Abstract: TH-PO1053
Cumulative Effects of Aldosterone Synthase and SGLT2 Inhibition on Albuminuria in People with CKD
Session Information
- CKD: Therapeutic Advances
October 24, 2024 | Location: Exhibit Hall, Convention Center
Abstract Time: 10:00 AM - 12:00 PM
Category: CKD (Non-Dialysis)
- 2302 CKD (Non-Dialysis): Clinical, Outcomes, and Trials
Authors
- Rossing, Peter, Steno Diabetes Center Copenhagen, Herlev, Capital Region of Denmark, Denmark
- Hauske, Sibylle Jenny, Boehringer Ingelheim International GmbH, Ingelheim, Rheinland-Pfalz, Germany
- Cronin, Lisa, Boehringer Ingelheim Pharmaceuticals Inc, Ridgefield, Connecticut, United States
- Heerspink, Hiddo Jan L., University Medical Centre Groningen, Groningen, Netherlands
- Meyerhoff, Juliane, Boehringer Ingelheim International GmbH, Ingelheim, Rheinland-Pfalz, Germany
- Shah, Shimoli, Boehringer Ingelheim Pharmaceuticals Inc, Ridgefield, Connecticut, United States
- Sun, Zhichao, Boehringer Ingelheim Pharmaceuticals Inc, Ridgefield, Connecticut, United States
- de Zeeuw, Dick, University Medical Centre Groningen, Groningen, Netherlands
- Tuttle, Katherine R., Providence Inland Northwest Health, Spokane, Washington, United States
Group or Team Name
- On behalf of the ASi in CKD Group.
Background
A phase II trial reported efficacy and safety of the aldosterone synthase inhibitor (ASi) BI 690517 in chronic kidney disease (CKD) showing significant albuminuria reduction with or without empagliflozin (EMPA) in the background.
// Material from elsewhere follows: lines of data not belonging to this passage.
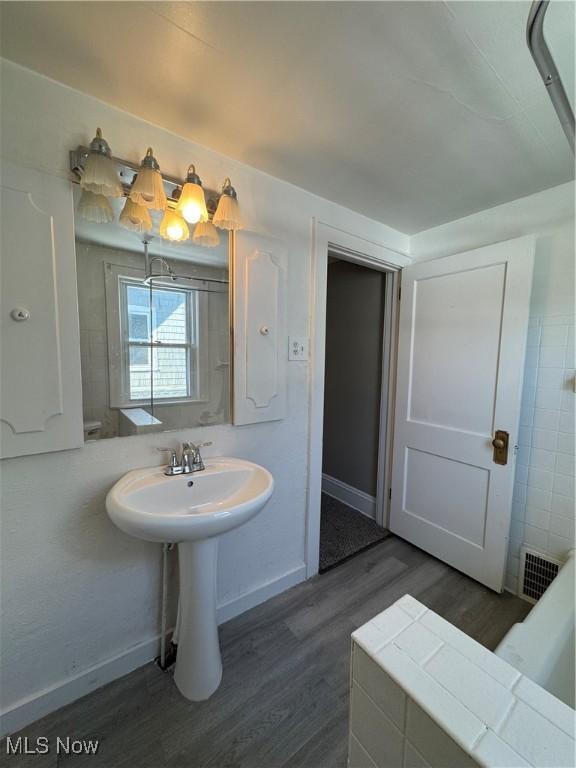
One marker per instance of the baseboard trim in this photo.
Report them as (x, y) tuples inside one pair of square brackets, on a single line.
[(42, 703), (33, 707), (345, 493), (237, 605)]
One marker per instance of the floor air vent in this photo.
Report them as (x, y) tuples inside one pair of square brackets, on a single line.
[(537, 572)]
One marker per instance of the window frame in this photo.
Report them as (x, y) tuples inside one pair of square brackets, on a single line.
[(119, 345)]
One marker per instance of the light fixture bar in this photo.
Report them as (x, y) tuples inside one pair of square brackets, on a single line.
[(127, 170)]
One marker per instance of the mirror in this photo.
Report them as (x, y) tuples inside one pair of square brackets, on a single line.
[(155, 350)]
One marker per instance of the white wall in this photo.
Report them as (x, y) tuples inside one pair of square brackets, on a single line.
[(543, 510), (76, 593)]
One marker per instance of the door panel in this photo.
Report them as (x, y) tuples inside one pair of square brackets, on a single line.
[(462, 338)]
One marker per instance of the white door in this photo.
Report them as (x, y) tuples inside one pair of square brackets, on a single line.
[(461, 346)]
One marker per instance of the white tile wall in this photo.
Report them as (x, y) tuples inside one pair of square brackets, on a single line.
[(543, 511), (425, 694)]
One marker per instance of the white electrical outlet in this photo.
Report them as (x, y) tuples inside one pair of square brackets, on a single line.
[(297, 348)]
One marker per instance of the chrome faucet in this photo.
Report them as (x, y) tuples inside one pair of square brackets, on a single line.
[(190, 459)]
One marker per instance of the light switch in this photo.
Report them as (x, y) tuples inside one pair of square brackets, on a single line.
[(297, 348)]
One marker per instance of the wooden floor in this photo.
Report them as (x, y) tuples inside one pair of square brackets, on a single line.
[(284, 695)]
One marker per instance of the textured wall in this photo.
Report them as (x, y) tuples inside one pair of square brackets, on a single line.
[(543, 511)]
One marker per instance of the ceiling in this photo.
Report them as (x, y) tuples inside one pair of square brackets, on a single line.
[(414, 113)]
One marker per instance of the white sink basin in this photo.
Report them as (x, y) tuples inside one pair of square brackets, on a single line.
[(192, 510), (147, 504)]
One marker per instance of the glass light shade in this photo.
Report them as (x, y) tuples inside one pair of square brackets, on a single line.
[(173, 227), (135, 217), (148, 187), (100, 174), (95, 208), (205, 233), (192, 203), (227, 214)]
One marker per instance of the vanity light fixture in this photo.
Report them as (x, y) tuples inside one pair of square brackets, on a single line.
[(135, 217), (227, 214), (205, 233), (173, 227), (148, 188), (192, 203), (100, 174), (95, 208)]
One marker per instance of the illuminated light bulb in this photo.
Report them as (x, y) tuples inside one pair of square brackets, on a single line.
[(173, 227), (95, 208), (227, 214), (148, 187), (100, 174), (192, 203), (135, 217), (206, 234)]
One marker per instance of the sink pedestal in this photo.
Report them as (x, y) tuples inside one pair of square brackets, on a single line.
[(198, 670)]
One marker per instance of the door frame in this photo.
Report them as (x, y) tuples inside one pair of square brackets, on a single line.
[(359, 250)]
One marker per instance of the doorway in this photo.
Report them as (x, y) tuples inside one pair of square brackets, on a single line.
[(355, 312), (359, 250)]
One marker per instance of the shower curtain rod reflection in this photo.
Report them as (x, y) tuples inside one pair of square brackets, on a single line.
[(173, 276)]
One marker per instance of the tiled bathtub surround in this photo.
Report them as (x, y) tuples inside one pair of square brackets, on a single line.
[(543, 510), (426, 694)]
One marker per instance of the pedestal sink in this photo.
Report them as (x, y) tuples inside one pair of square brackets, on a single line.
[(192, 510)]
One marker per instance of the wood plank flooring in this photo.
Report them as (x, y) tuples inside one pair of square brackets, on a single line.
[(284, 695)]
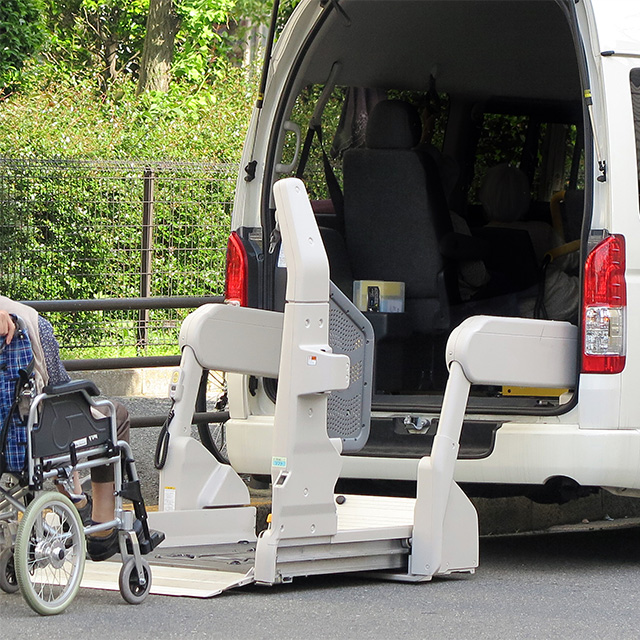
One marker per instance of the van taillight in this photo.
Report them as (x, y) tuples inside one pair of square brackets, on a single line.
[(237, 272), (604, 308)]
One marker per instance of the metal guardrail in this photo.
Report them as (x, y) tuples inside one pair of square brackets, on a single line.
[(123, 304), (106, 304)]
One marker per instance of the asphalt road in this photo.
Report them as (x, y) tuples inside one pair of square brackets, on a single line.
[(567, 585)]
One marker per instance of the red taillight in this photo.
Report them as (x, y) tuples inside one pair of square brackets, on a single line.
[(237, 273), (604, 308)]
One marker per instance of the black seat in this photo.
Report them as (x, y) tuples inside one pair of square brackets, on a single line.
[(395, 213)]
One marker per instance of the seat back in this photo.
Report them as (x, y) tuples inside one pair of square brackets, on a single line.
[(395, 212)]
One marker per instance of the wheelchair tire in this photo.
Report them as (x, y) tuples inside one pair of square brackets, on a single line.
[(50, 553), (8, 580), (131, 590)]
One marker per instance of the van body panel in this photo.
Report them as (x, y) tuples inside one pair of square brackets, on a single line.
[(523, 454), (617, 24)]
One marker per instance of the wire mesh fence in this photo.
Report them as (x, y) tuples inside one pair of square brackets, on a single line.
[(94, 229)]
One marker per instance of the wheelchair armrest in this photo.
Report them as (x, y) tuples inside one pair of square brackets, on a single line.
[(70, 387)]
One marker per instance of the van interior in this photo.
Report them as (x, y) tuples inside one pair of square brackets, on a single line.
[(445, 150)]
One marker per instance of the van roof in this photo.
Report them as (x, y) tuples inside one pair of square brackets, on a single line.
[(481, 48)]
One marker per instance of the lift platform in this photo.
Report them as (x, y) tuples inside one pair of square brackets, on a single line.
[(320, 349)]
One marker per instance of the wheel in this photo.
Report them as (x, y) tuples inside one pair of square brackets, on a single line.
[(132, 591), (8, 580), (50, 553)]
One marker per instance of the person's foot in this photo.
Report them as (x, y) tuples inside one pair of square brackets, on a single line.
[(102, 545)]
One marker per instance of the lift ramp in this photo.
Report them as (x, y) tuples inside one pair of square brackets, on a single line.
[(205, 508)]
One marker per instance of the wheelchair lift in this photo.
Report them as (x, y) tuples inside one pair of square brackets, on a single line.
[(204, 505)]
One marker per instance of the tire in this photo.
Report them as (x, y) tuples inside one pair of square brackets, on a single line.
[(50, 553), (130, 589), (8, 580)]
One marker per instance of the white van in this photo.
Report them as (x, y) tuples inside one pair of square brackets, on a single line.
[(449, 146)]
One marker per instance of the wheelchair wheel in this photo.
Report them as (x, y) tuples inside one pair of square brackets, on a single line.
[(8, 580), (50, 553), (130, 588)]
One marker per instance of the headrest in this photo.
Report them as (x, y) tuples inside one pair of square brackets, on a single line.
[(393, 124), (505, 194)]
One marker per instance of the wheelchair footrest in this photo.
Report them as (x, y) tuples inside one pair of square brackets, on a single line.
[(155, 538)]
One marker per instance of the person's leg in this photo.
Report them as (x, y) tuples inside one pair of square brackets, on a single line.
[(102, 484), (103, 544)]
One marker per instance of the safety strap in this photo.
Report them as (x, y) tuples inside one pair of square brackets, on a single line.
[(162, 445), (335, 192)]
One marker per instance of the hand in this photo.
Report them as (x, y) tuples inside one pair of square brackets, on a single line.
[(7, 326)]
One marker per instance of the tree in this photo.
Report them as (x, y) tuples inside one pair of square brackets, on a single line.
[(162, 26), (21, 35)]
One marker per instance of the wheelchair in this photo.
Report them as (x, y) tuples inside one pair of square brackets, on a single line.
[(67, 429)]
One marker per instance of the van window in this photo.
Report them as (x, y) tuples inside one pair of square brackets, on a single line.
[(497, 95), (635, 98)]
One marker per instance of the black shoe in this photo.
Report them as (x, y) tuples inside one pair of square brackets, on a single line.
[(101, 548)]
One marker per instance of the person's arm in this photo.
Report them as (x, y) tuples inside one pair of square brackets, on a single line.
[(7, 326), (57, 373)]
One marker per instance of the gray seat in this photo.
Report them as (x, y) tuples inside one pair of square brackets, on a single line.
[(395, 213)]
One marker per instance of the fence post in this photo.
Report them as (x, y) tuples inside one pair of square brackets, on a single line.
[(146, 252)]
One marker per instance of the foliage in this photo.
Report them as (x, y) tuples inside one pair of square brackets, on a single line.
[(21, 35), (102, 38), (57, 119)]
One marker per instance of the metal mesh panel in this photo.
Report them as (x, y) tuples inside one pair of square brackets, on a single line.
[(349, 411), (95, 229)]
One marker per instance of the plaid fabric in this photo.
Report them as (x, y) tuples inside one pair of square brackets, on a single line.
[(13, 357)]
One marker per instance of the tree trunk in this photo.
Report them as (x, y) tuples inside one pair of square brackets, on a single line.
[(155, 67)]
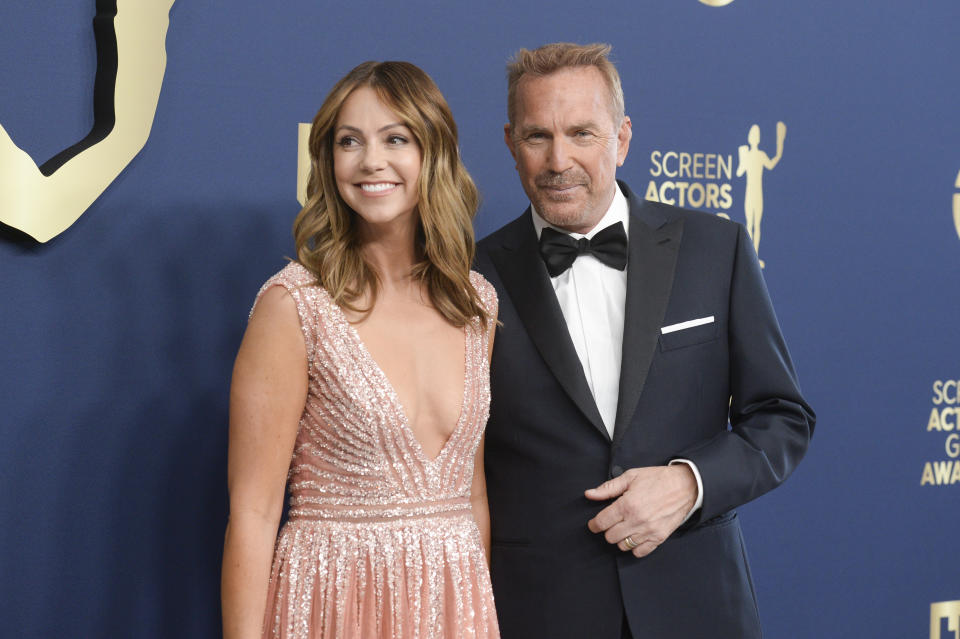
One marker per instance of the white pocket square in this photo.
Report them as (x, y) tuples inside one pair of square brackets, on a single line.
[(688, 324)]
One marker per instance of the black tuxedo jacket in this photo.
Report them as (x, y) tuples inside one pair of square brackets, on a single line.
[(722, 394)]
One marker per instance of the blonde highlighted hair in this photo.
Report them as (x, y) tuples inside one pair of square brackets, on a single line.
[(551, 58), (326, 233)]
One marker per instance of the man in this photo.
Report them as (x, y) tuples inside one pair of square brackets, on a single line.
[(612, 473)]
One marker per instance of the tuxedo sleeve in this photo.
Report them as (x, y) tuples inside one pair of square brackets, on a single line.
[(770, 424)]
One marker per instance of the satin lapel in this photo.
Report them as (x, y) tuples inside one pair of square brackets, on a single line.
[(654, 246), (525, 279)]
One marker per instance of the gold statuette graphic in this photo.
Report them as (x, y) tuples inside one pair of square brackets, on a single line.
[(131, 58), (956, 205), (945, 620), (303, 160), (753, 162)]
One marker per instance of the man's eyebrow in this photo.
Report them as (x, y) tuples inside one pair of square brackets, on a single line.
[(531, 128)]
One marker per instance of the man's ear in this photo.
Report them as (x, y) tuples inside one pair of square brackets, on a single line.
[(508, 139), (623, 139)]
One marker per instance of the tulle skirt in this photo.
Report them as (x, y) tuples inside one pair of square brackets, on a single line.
[(423, 578)]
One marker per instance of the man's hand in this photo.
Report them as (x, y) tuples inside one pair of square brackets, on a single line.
[(650, 504)]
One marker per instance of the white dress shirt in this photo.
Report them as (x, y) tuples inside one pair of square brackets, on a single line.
[(593, 297)]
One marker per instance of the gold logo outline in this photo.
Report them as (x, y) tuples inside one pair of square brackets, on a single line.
[(941, 609), (131, 60), (956, 205)]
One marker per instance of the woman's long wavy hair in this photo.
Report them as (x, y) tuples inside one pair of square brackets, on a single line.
[(326, 232)]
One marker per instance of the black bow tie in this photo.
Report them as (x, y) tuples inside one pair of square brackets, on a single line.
[(559, 250)]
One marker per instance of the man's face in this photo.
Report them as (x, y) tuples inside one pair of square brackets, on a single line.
[(567, 145)]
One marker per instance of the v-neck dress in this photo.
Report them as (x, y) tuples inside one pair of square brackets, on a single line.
[(380, 541)]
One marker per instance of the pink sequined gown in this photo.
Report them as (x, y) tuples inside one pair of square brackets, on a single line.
[(380, 541)]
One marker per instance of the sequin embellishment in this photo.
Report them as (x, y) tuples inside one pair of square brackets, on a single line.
[(380, 540)]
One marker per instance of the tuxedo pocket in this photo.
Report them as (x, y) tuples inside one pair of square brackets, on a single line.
[(689, 333)]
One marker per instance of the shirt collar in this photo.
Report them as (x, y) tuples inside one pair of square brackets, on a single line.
[(618, 212)]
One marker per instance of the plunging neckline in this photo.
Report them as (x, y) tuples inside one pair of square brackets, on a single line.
[(392, 392)]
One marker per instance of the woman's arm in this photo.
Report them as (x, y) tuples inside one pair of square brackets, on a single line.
[(478, 500), (478, 491), (267, 396)]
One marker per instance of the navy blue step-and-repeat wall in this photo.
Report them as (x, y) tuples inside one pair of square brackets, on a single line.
[(117, 335)]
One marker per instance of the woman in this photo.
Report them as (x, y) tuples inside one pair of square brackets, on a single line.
[(363, 381)]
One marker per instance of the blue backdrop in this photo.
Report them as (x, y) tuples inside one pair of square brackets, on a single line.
[(117, 337)]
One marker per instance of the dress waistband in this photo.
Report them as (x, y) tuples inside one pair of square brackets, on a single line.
[(307, 508)]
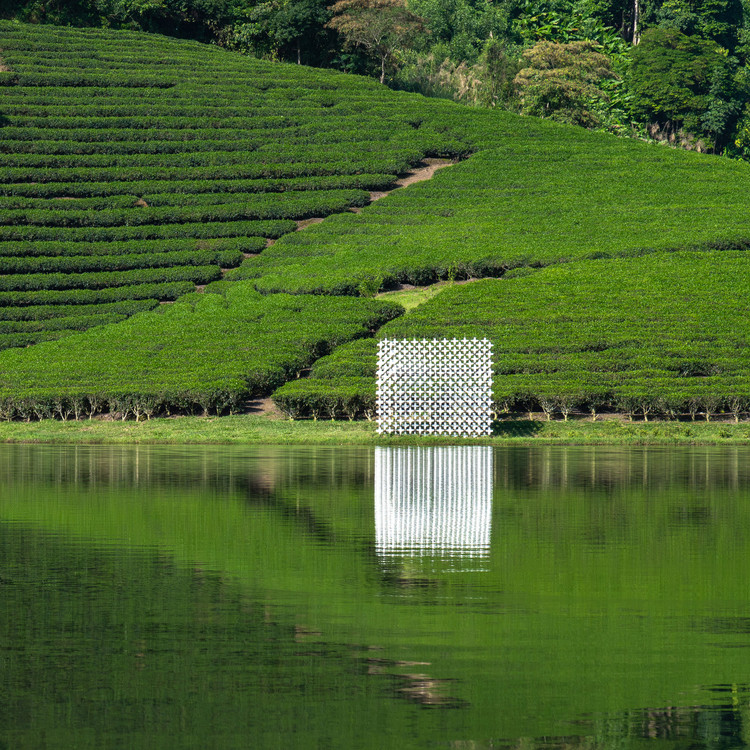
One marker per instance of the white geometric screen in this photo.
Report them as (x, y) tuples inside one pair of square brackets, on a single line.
[(433, 502), (435, 387)]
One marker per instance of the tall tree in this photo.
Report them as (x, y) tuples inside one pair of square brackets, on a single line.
[(380, 27), (561, 81), (671, 77)]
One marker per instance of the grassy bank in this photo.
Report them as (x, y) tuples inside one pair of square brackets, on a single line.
[(247, 429)]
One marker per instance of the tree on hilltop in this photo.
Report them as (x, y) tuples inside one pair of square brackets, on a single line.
[(380, 27), (561, 81)]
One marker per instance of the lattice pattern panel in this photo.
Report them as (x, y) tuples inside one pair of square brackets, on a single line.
[(435, 387), (433, 501)]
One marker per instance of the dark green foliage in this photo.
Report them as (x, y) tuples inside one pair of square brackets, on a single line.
[(671, 76)]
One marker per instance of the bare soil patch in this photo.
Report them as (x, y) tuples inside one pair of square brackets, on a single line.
[(420, 174)]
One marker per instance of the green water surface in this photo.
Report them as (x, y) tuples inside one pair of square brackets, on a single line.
[(230, 597)]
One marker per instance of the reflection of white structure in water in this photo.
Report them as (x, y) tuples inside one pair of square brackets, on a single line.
[(433, 501)]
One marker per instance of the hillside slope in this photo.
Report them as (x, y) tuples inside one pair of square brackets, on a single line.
[(177, 161)]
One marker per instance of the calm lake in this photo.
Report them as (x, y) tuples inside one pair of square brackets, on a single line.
[(468, 597)]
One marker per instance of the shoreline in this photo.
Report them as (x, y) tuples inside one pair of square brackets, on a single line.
[(266, 429)]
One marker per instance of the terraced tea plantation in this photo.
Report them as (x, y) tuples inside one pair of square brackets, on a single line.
[(134, 167), (139, 170), (579, 337)]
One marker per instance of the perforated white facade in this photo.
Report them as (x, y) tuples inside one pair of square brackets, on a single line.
[(433, 501), (434, 387)]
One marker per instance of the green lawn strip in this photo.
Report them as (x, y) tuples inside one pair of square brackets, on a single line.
[(264, 429)]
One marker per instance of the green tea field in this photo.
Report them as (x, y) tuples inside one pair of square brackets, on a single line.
[(157, 193)]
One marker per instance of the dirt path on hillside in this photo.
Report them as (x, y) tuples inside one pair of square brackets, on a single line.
[(425, 171)]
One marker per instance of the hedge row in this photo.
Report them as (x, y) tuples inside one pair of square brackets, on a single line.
[(79, 264), (335, 166), (208, 230), (142, 188), (49, 312), (23, 252), (64, 323), (159, 291), (78, 80), (102, 280), (263, 207)]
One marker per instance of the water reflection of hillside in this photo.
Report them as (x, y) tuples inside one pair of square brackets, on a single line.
[(433, 502)]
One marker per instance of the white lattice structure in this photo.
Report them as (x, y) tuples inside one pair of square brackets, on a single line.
[(433, 501), (435, 386)]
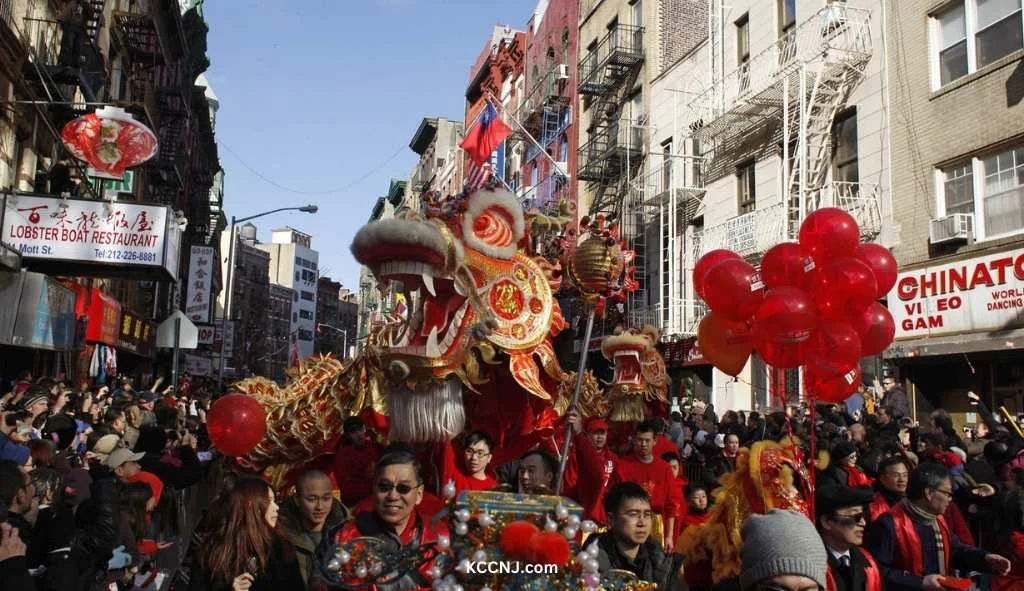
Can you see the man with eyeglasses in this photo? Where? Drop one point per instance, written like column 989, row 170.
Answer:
column 842, row 519
column 471, row 473
column 890, row 488
column 912, row 543
column 628, row 545
column 395, row 520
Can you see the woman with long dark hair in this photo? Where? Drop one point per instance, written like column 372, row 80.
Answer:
column 239, row 548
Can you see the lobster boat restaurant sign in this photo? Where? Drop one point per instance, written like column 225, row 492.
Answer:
column 977, row 294
column 92, row 238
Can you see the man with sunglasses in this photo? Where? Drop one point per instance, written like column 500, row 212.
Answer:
column 842, row 518
column 912, row 543
column 395, row 520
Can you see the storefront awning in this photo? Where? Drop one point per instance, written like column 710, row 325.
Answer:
column 955, row 344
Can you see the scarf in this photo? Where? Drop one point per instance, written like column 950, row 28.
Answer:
column 922, row 516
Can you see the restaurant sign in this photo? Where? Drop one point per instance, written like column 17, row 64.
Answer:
column 977, row 294
column 105, row 235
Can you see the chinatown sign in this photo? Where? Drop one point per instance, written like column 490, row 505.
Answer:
column 111, row 236
column 977, row 294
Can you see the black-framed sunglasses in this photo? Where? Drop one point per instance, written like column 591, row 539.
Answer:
column 384, row 488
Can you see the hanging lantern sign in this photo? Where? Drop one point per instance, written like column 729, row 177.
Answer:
column 110, row 140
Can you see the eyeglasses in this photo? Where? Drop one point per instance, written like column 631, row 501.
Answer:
column 383, row 487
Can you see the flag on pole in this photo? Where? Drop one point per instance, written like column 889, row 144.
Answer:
column 485, row 136
column 478, row 175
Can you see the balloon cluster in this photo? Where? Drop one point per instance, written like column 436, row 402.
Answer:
column 814, row 303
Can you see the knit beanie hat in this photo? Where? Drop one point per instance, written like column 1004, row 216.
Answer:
column 781, row 543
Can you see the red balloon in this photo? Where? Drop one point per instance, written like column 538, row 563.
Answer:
column 706, row 263
column 237, row 423
column 783, row 328
column 786, row 264
column 883, row 264
column 844, row 288
column 832, row 388
column 733, row 289
column 725, row 343
column 828, row 234
column 877, row 329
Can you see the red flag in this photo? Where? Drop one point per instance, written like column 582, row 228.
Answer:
column 481, row 141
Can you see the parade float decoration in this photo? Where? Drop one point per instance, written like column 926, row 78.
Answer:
column 814, row 304
column 475, row 339
column 640, row 376
column 768, row 475
column 110, row 140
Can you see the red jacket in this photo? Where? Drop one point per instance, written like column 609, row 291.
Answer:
column 353, row 470
column 420, row 532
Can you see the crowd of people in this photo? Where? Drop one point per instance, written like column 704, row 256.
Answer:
column 88, row 478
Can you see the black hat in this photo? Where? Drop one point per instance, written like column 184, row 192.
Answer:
column 832, row 498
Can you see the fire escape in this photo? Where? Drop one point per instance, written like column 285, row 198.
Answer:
column 796, row 86
column 154, row 46
column 544, row 115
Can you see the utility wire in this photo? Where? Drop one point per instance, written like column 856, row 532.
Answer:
column 299, row 192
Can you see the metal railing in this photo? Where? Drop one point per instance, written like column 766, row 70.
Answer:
column 747, row 235
column 837, row 35
column 687, row 313
column 619, row 51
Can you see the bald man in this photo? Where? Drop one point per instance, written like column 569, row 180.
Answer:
column 305, row 515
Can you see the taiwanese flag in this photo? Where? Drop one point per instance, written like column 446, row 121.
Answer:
column 481, row 141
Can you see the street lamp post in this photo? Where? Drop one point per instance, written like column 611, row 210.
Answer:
column 225, row 313
column 344, row 338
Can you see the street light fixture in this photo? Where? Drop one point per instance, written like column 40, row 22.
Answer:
column 225, row 313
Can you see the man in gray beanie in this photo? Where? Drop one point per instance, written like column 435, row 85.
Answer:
column 781, row 552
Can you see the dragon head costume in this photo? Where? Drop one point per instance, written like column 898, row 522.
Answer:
column 768, row 475
column 640, row 376
column 473, row 336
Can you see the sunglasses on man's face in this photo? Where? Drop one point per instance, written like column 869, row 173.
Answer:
column 384, row 488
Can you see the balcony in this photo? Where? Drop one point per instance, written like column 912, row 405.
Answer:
column 749, row 235
column 836, row 37
column 616, row 55
column 680, row 318
column 610, row 151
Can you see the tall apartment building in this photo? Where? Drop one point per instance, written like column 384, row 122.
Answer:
column 545, row 134
column 775, row 109
column 294, row 264
column 958, row 173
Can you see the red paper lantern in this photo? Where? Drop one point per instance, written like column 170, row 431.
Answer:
column 733, row 289
column 877, row 329
column 783, row 328
column 725, row 343
column 237, row 423
column 883, row 264
column 828, row 234
column 786, row 264
column 844, row 288
column 111, row 140
column 706, row 263
column 832, row 388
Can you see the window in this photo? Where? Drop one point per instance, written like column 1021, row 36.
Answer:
column 743, row 50
column 845, row 151
column 991, row 187
column 745, row 187
column 995, row 27
column 1004, row 192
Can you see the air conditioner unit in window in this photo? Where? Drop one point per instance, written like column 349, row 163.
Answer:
column 955, row 226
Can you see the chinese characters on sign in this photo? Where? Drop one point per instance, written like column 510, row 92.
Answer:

This post hoc analysis estimates the cumulative effects of ASi and EMPA 10mg on urine albumin:creatinine ratio (UACR) vs ASi alone.
Methods
Participants receiving a maximally tolerated dose of a renin-angiotensin system inhibitor were first randomized (R1) to an 8-week run-in period to receive EMPA 10mg daily or EMPAPBO, followed by a second randomization (R2) to a 14-week treatment period to receive ASi (3, 10, or 20mg daily) or ASiPBO. For the run-in period, EMPA effects were assessed by pooling participants into EMPA vs EMPAPBO groups, regardless of ASi dose levels at R2. Randomized ASi dose groups on top of EMPA/EMPAPBO were assessed from R2 to 14 weeks. R2 served as the baseline reference time point and mixed-effect model for repeated measures (MMRM) was used to assess change in UACR. Cumulative effects of both ASi and EMPA were calculated by adding UACR changes from R1 to R2 and R2 to the end of treatment period.
Results
UACR data were available from 249 participants who were randomized at R1 to receive EMPA 10mg and 254 who received EMPAPBO. Estimated cumulative effects on UACR reduction from R1 to week 14 were larger with EMPA+ASi 10mg (-61%) compared to ASi 10mg alone (-40%) and vs EMPAPBO+ASiPBO (-3%) (Table).
Conclusion
Meaningfully larger UACR reductions across all ASi doses were achieved in participants with CKD who received both active components of EMPA+ASi compared to treatment with either ASi or EMPA alone. Combination of ASi with SGLT2 inhibitors is a promising, novel therapy strategy that may afford superior benefits over AS or SGLT2 inhibition alone and will be tested further in a phase III clinical trial.